TRP recently capped off a strong 2022, with comparable EBITDA growing by 6% YoY to $9.9 billion. This was driven by strong natural gas demand, as volumes grew by 5% YoY for the full year. This was capped off by a record delivery of 36.6 BcF of natural gas near the end of last year, on December 23rd.
Moreover, TRP is making good headway in the LNG business, as its share of U.S. feed gas deliveries grew from 25% to 30% last year, with management aiming to increase share to 35% over the next 5 years. The LNG business appears to be attractive considering its capacity for seaborne transport to Europe, which has faced natural gas supply disruptions from Russia. In fact, European countries including the UK imported 121 million tons of LNG last year, up 60% from 2021.
Looking ahead, TRP could see meaningful growth from its Coastal GasLink project. This project would carry natural gas across British Columbia from the Western Canadian Sedimentary Basin at Dawson Creek to the Canadian west coast, where it can be converted into LNG for export, opening up new markets for natural gas in Asia. This project is ahead of schedule with a high completion rate thus far. Management noted this and other capital deployments during the recent conference call :
The Coastal Gaslink project has now reached 84% overall progress, and we have line of sight to our mechanical completion target of year-end 2023. While we have faced significant challenges, our teams in the field are working tirelessly to complete the project in the highest safety and quality standards in the pipeline industry while executing the remaining scope at the lowest possible cost.
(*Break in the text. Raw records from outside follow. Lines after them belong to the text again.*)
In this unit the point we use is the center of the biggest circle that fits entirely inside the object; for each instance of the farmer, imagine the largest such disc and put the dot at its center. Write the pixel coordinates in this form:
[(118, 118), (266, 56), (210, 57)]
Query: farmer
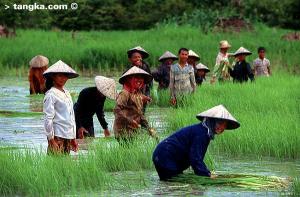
[(187, 146), (129, 117), (220, 71), (200, 73), (162, 75), (261, 65), (38, 65), (59, 121), (242, 70), (182, 77), (193, 58), (136, 56), (91, 101)]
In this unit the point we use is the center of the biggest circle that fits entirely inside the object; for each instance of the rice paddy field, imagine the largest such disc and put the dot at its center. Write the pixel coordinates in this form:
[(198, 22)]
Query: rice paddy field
[(261, 158)]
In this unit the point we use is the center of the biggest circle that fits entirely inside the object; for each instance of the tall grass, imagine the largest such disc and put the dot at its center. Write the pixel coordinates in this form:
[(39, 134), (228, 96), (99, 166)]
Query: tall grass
[(267, 109), (101, 51), (102, 168)]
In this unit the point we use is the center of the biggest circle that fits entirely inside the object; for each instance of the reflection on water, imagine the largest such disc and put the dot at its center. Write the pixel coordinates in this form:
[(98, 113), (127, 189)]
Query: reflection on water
[(28, 131)]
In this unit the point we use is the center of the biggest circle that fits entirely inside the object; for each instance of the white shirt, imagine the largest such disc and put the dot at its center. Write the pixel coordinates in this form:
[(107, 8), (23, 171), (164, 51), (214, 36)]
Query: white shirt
[(59, 114)]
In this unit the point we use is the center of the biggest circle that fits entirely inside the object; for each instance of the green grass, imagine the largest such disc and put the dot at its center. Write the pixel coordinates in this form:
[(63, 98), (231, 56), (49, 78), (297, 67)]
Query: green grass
[(268, 111), (104, 167), (85, 52)]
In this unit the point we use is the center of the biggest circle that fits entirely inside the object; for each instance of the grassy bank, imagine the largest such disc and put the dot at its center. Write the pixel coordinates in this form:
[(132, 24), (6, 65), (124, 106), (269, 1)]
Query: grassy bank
[(268, 111), (102, 51)]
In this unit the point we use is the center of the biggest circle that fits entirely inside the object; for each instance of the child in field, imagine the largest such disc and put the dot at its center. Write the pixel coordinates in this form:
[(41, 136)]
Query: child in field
[(128, 112), (261, 65), (59, 120)]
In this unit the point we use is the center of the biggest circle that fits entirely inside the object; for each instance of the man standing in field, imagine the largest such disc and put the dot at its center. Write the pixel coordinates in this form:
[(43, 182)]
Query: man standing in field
[(136, 56), (182, 77), (261, 65)]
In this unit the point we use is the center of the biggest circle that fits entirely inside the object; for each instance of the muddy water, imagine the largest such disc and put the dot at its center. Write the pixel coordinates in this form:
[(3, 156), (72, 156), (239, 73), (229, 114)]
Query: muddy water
[(28, 131)]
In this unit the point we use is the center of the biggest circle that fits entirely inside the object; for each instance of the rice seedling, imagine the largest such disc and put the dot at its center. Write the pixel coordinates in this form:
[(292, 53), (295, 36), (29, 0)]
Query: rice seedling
[(268, 111), (245, 181)]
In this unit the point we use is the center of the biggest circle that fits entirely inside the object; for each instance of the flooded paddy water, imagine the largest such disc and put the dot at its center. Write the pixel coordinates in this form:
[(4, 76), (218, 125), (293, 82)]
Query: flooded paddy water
[(21, 126)]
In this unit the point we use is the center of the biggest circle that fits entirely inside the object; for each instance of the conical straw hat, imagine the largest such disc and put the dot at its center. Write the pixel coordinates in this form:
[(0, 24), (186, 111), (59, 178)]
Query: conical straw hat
[(38, 61), (167, 55), (242, 50), (202, 66), (61, 67), (220, 112), (193, 54), (139, 49), (106, 86), (136, 71), (224, 44)]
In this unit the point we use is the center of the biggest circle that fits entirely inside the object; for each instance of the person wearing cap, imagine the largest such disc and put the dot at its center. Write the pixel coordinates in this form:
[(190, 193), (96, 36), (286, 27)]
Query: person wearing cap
[(193, 58), (162, 75), (220, 71), (261, 65), (91, 101), (200, 73), (38, 65), (59, 118), (242, 70), (129, 116), (136, 58), (187, 146), (182, 77)]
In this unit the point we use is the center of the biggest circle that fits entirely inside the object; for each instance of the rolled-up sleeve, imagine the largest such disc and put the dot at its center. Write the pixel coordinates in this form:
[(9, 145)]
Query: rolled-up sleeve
[(49, 113)]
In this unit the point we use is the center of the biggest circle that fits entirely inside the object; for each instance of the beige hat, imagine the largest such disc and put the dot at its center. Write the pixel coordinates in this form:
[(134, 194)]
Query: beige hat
[(193, 54), (203, 67), (167, 55), (106, 86), (136, 71), (38, 61), (61, 67), (220, 112), (224, 44), (243, 51), (139, 49)]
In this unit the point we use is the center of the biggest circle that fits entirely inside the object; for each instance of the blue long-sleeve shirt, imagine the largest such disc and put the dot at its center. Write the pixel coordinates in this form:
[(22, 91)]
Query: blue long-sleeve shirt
[(184, 148)]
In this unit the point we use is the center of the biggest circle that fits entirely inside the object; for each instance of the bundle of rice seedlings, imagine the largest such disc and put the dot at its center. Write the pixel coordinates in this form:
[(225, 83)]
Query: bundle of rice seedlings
[(246, 181)]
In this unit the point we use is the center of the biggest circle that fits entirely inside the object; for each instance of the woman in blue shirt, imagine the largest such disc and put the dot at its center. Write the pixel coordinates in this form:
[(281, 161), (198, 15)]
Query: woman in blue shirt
[(187, 146)]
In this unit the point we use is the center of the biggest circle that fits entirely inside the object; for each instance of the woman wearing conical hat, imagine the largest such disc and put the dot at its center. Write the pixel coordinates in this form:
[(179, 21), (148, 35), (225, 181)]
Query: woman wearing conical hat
[(136, 57), (242, 69), (220, 71), (129, 116), (187, 146), (90, 102), (59, 119), (38, 65), (162, 75)]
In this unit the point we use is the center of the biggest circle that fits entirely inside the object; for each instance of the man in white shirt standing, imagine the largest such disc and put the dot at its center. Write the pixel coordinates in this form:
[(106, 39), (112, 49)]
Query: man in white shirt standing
[(261, 64)]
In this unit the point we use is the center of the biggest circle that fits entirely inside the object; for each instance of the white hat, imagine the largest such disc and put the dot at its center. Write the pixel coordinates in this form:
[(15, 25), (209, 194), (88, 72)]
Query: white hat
[(224, 44), (136, 71), (106, 86), (139, 49), (167, 55), (203, 67), (193, 54), (38, 61), (61, 67), (242, 50), (220, 112)]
We sanctioned $8.8 billion of projects that are expected to generate a weighted average unlevered after-tax IRR that is above our historical range. While we expect to sanction additional high-quality opportunities, novel projects sanctioned will have significant capital requirements over the next few years.
Meanwhile, TRP carries a BBB+ rated balance sheet with an expected net debt to EBITDA ratio of 5x by the end of this year. While this is somewhat higher than the preferred 4.5x level for midstream companies, it's not unreasonable considering the number of projects currently in pipeline. Management has also targeted bringing down the leverage to 4.75x in the near term after reaching 5x.
Importantly, TRP has raised its dividend for 23 consecutive years, including the recent 3.3% increase this year. The dividend also appears to be well-covered, with the new rate being 53% of its 2022 operating cash flows.
I also see value in TRP at the current price of $41.33 with a 6.6% TTM dividend yield. It also currently trades at a price to cash flow ratio of 8.9x, sitting at the low end of its recent range and below that of peer Enbridge ( ENB ), as shown below.
Morningstar has a fair value estimate of $47 and analysts have a more conservative price target of $41.55. Even with the more conservative price target, TRP could be expected to deliver at least market performance, with its 6.6% dividend yield and 3 to 5% long-term annual EBITDA growth.
Investor Takeaway
TC Energy is a strong Canadian midstream player with a long history of dividend growth. It's seeing strong demand for natural gas products, and could see continued growth in LNG through heightened global demand.
Moreover, it has a strong pipeline of projects that should meaningfully contribute to top and bottom line results down the line. As such, I find TRP to be an attractive energy stock to own at present, while it's trading at an attractive price with a high dividend yield.